Di samping UUD 1945 sebagai konstitusi yang
tertulis, dalam teori dan praktik, dikenal juga adanya pengertian mengenai
konstitusi yang tidak tertulis, misalnya kebiasaan-kebiasaan dan konvensi
ketatanegaraan, interpretasi konstitusional oleh pengadilan (dalam hal ini
Mahkamah Konstitusi), dan prinsip-prinsip kenegaraan yang hidup dan dipandang
ideal dalam masyarakat. Misalnya, ada pengertian yang hidup dalam masyarakat
kita bahwa empat pilar kebangsaan Indonesia yang mencakup (1) Pancasila, (2)
UUD 1945, (3) NKRI, dan (4) Semboyan Bhinneka-Tunggal-Ika. Karena itu, keempat
pilar tersebut juga dapat dipandang berlaku sebagai isi konstitusi Indonesia
dalam pengertiannya yang tidak tertulis. Maksudnya, UUD 1945 sendiri tidak
menyebut bahwa keempat hal tersebut merupakan pilar kebangsaan, kecuali dalam
Pasal 37 ayat (5) yang menyatakan bahwa mengenai bentuk NKRI tidak dapat
diadakan perubahan sama sekali.
UUD 1945 sebagai sumber hukum tertinggi, tidak saja
dalam bidang politik, tetapi juga dalam bidang ekonomi, dan bahkan sosial.

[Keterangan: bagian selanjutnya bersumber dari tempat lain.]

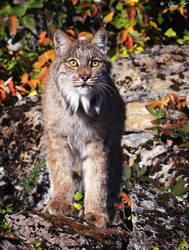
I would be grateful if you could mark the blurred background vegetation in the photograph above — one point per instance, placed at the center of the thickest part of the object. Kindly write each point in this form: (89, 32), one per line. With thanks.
(27, 26)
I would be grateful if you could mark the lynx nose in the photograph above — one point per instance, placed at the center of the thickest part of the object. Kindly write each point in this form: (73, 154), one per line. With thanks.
(85, 77)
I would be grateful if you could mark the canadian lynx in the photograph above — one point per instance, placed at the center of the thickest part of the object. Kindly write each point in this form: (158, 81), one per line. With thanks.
(83, 120)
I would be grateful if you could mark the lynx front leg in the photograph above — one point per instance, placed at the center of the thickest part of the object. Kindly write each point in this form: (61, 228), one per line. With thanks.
(95, 182)
(60, 167)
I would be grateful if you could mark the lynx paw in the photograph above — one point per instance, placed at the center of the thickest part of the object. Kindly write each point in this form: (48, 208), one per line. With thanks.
(98, 220)
(59, 207)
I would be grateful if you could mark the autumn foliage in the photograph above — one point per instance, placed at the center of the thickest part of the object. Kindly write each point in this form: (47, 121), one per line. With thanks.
(132, 26)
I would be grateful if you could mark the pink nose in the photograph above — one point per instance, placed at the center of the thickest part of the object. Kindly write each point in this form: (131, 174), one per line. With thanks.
(85, 77)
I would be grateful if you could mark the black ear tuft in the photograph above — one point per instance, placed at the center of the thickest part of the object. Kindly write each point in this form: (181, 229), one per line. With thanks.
(100, 40)
(61, 41)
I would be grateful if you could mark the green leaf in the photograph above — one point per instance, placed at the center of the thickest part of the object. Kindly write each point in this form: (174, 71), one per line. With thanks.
(180, 41)
(78, 206)
(108, 18)
(141, 171)
(119, 6)
(6, 10)
(160, 18)
(137, 36)
(179, 188)
(18, 11)
(28, 22)
(78, 196)
(170, 33)
(186, 127)
(127, 172)
(186, 38)
(120, 21)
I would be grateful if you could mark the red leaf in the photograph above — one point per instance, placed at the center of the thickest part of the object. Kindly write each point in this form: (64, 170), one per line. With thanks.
(2, 94)
(169, 142)
(124, 36)
(129, 43)
(120, 205)
(71, 32)
(12, 88)
(74, 2)
(132, 13)
(12, 24)
(84, 5)
(24, 78)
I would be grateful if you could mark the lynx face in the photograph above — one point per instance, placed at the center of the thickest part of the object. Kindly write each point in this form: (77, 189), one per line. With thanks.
(82, 71)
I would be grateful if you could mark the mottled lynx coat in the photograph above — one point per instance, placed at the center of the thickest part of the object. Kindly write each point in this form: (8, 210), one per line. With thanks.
(83, 119)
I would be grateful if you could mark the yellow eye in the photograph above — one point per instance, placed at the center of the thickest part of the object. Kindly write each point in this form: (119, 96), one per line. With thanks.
(73, 63)
(95, 63)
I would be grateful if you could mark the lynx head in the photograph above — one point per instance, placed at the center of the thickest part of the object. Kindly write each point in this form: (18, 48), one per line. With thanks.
(82, 70)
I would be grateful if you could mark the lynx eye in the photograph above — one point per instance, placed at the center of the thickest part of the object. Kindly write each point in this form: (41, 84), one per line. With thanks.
(73, 63)
(95, 63)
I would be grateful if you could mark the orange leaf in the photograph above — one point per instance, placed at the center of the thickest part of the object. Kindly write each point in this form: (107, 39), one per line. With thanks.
(50, 54)
(132, 13)
(21, 89)
(169, 142)
(12, 88)
(126, 199)
(84, 5)
(41, 37)
(2, 94)
(46, 41)
(71, 32)
(33, 83)
(129, 42)
(2, 84)
(24, 78)
(44, 58)
(42, 76)
(108, 18)
(74, 2)
(95, 11)
(83, 35)
(154, 104)
(12, 24)
(123, 36)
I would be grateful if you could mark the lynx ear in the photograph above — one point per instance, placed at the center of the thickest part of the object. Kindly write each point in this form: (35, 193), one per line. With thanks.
(100, 40)
(61, 41)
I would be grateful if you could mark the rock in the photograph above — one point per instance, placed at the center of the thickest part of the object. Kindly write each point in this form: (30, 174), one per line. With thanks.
(58, 232)
(159, 219)
(24, 178)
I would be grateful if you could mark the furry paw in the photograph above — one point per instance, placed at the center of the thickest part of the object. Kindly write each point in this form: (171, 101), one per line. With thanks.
(59, 207)
(99, 220)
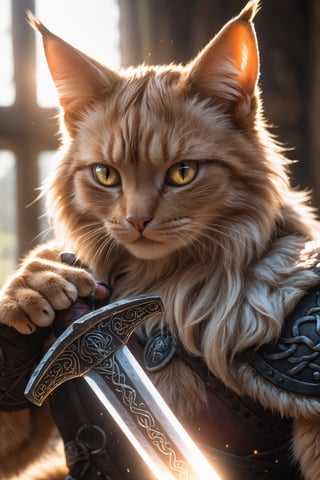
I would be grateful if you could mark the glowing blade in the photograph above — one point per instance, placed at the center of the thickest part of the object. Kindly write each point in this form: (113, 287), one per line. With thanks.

Karena itu, UUD 1945 merupakan konstitusi politik, konstitusi ekonomi, dan
sekaligus konstitusi sosial. UUD 1945 adalah konstitusi yang harus dijadikan
referensi tertinggi dalam dinamika kehidupan bernegara, bermasyarakat, dan
dalam dinamika ekonomi pasar (market economy). Di samping soal-soal
politik, UUD 1945 juga mengatur tentang sosial-soal ekonomi dan sosial atau
yang terkait dengan keduanya, yaitu (1) hal keuangan negara, seperti kebijakan
keuangan (moneter) dan fiskal, (2) bank sentral, (3) soal Badan Pemeriksa
Keuangan Negara hal kebijakan pengelolaan dan pemeriksaan tanggungjawab keuangan
negara, (4) soal perekonomian nasional, seperti mengenai prinsip-prinsip hak
ekonomi, konsep kepemilikan pribadi dan kepemilikan kolektif, serta penguasaan
negara atas kekayaan sumberdaya alam yang penting dan menyangkut hajat hidup
orang banyak, serta (6) mengenai kesejahteraan sosial, seperti sistem jaminan
sosial, pelayanan umum dan pelayanan kesehatan, dan pemeliharaan fakir, miskin,
dan anak terlantar oleh negara.
Oleh karena itu, UUD 1945 haruslah dijadikan
referensi tertinggi dalam merumuskan setiap kebijakan kenegaraan dan
pemerintahan di semua bidang dan sektor. Lagi pula, sekarang kita
telah membentuk Mahkamah Konstitusi yang berwenang menguji konstitusionalitas
setiap kebijakan yang dituangkan dalam bentuk undang-undang. Oleh sebab itu,
para anggota DPR sebagai anggota lembaga yang bertindak sebagai policy maker,
pembentuk undang-undang, perlu menghayati tugasnya dengan berpedoman kepada UUD
1945.[4]
Dengan demikian, Undang-Undang Dasar 1945 sebagai
hukum yang tertinggi memuat gambaran dan hasrat ketatanegaraan republik
Indonesia serta gambaran kerangka ketatanegaraan itu serta menentukan tujuan
dan garis-garis pokok kebijaksanaan pemerintahan[5]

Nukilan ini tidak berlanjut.